Die direkten, sichtbaren Auswirkungen von Mobbing können sich in verschiedenen Verhaltensweisen zeigen, wie beispielsweise Schulschwänzen, Konzentrationsschwäche, Müdigkeit, Schlafstörungen, Leistungsabfall und ständigem Zuspätkommen. Kinder, die gemobbt werden, neigen dazu, in den Pausen länger im Klassenraum zu trödeln, Gruppenarbeiten zu meiden und ihren Kontakt zu Freunden zu verringern.
Ein weiterer Aspekt ist die Veränderung der Gruppendynamik durch Mobbing. Die Mitglieder der Gruppe, meist ist das ja eine Klassengemeinschaft, sind oft überzeugt, dass das Opfer selbst für seine Situation verantwortlich ist. Diese Überzeugung führt dazu, dass die Gruppe weniger oder keine Empathie entwickelt und kein schlechtes Gewissen in Bezug auf ihre Handlungen oder das Unterlassen von Hilfe hat. Hier sprechen wir wirklich von der ganzen Klasse, da auch die SchülerInnen, die zwar nicht aktiv mit mobben, aber auch nicht eingreifen, also die sogenannten „Zuschauer“, eine Position einnehmen.

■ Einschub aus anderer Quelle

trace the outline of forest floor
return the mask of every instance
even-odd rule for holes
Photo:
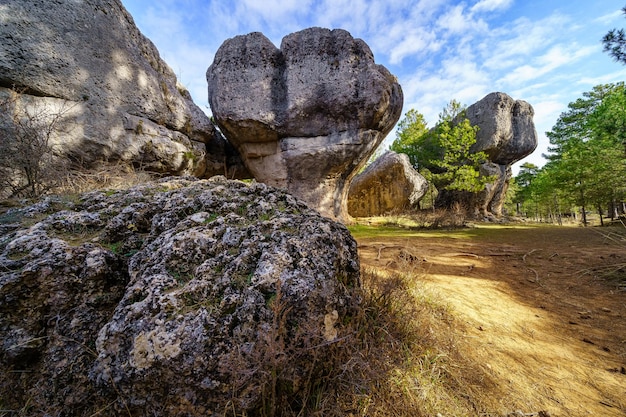
[[[623,227],[375,229],[353,230],[362,268],[419,271],[461,324],[454,337],[485,379],[474,387],[482,404],[504,415],[626,415]]]

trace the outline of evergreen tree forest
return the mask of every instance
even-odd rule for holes
[[[626,200],[626,87],[598,85],[568,105],[550,132],[548,162],[526,163],[515,177],[518,215],[589,224],[624,215]]]

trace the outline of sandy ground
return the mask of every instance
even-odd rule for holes
[[[511,226],[360,238],[362,266],[406,268],[466,324],[499,412],[626,416],[623,229]],[[480,388],[480,387],[477,387]]]

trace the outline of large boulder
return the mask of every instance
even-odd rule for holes
[[[466,110],[473,126],[478,126],[475,152],[485,152],[498,165],[511,165],[537,148],[535,111],[526,101],[505,93],[490,93]]]
[[[0,102],[9,89],[18,111],[60,116],[54,149],[74,161],[225,173],[206,151],[223,138],[119,0],[0,0]]]
[[[380,216],[414,208],[428,191],[428,181],[409,157],[387,151],[354,177],[348,212],[354,217]]]
[[[472,150],[483,151],[489,157],[481,175],[495,178],[480,194],[478,208],[484,216],[498,217],[509,188],[511,165],[537,148],[535,111],[526,101],[495,92],[469,106],[466,113],[470,123],[479,127]]]
[[[345,30],[225,41],[207,71],[209,103],[226,138],[261,182],[348,220],[352,177],[402,110],[396,78]]]
[[[450,207],[454,202],[461,202],[477,215],[499,217],[512,176],[511,165],[537,148],[535,111],[526,101],[495,92],[469,106],[466,115],[470,123],[479,128],[471,150],[485,152],[488,157],[480,168],[480,175],[492,176],[494,181],[478,194],[441,190],[437,204]]]
[[[305,396],[359,279],[343,225],[259,183],[167,178],[4,213],[3,408],[206,416]]]

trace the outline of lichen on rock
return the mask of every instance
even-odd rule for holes
[[[167,178],[0,223],[0,396],[31,415],[252,410],[276,372],[315,375],[359,301],[348,230],[264,184]]]

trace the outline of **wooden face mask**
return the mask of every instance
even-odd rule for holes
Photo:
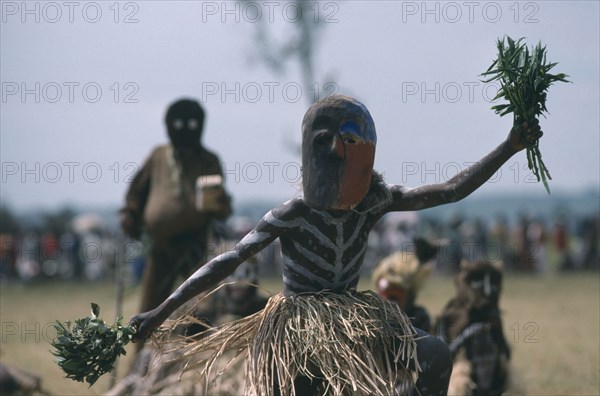
[[[314,209],[350,210],[367,194],[377,135],[367,108],[334,95],[313,104],[302,121],[302,187]]]

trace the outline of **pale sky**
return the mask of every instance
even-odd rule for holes
[[[507,135],[490,110],[495,87],[478,76],[507,34],[541,40],[556,72],[540,143],[553,191],[598,190],[599,2],[315,3],[320,31],[314,89],[357,97],[378,133],[388,183],[442,182]],[[256,61],[256,21],[293,32],[286,2],[2,1],[2,204],[119,205],[128,177],[167,141],[163,117],[180,97],[207,112],[238,202],[298,192],[300,124],[311,92],[296,63],[275,74]],[[260,14],[257,14],[259,11]],[[327,82],[334,82],[328,84]],[[286,143],[287,142],[287,143]],[[546,194],[525,153],[475,194]]]

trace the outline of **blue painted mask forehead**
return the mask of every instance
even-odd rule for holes
[[[371,130],[367,128],[361,128],[360,124],[353,120],[343,121],[340,125],[340,133],[356,136],[365,142],[377,143],[375,133],[371,133]]]
[[[377,143],[375,123],[369,110],[354,98],[333,95],[314,103],[307,111],[303,124],[315,122],[322,116],[337,119],[340,133],[352,134],[361,140]]]
[[[377,143],[377,134],[371,114],[360,102],[354,101],[344,106],[344,118],[340,125],[340,133],[348,133],[362,140]]]

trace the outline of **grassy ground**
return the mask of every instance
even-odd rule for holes
[[[264,282],[277,292],[277,282]],[[362,288],[370,284],[365,280]],[[450,278],[433,277],[418,302],[435,315],[452,296]],[[49,340],[54,320],[88,315],[89,303],[102,308],[112,323],[115,288],[106,284],[47,283],[2,285],[0,294],[0,358],[43,377],[52,394],[94,395],[109,387],[101,378],[92,388],[64,379],[53,362]],[[124,316],[136,311],[138,290],[129,290]],[[600,394],[600,280],[598,274],[509,276],[501,299],[507,339],[513,348],[513,366],[531,395]],[[128,366],[120,361],[118,375]]]

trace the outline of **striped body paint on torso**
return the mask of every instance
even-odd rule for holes
[[[369,232],[380,218],[373,212],[329,212],[301,199],[267,213],[262,222],[279,235],[286,294],[355,289]],[[260,243],[269,232],[249,234],[240,243]]]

3. Welche Rolle spielen soziale Medien beim modernen Schulmobbing, und welche Maßnahmen können Eltern ergreifen,um ihre Kinder online zu
schützen? 

Soziale Medien haben eine große Rolle im „modernen“ Mobbing übernommen. Kinder sind nicht mehr nur in der Schule, sondern auch zu Hause online möglichen Mobbingangriffen ausgesetzt. Eltern sollten einen offenen Dialog über Online-Aktivitäten führen, die Privatsphäre-Einstellungen überprüfen und ihren Kindern beibringen, respektvoll und sicher im digitalen Raum zu interagieren. Erfahrungsgemäß agieren Kinder, die ihre Bildschirmzeit am Handy beschränkt bekommen, deutlich bedachter und bewusster an ihrem Handy als diejenigen, die jederzeit und unlimitiert Zugriff auf alle Apps haben.

4. Gibt es bestimmte Risikofaktoren oder Merkmale bei Kindern, die sie anfälliger für Mobbing machen, und wie können Eltern präventive Maßnahmen ergreifen?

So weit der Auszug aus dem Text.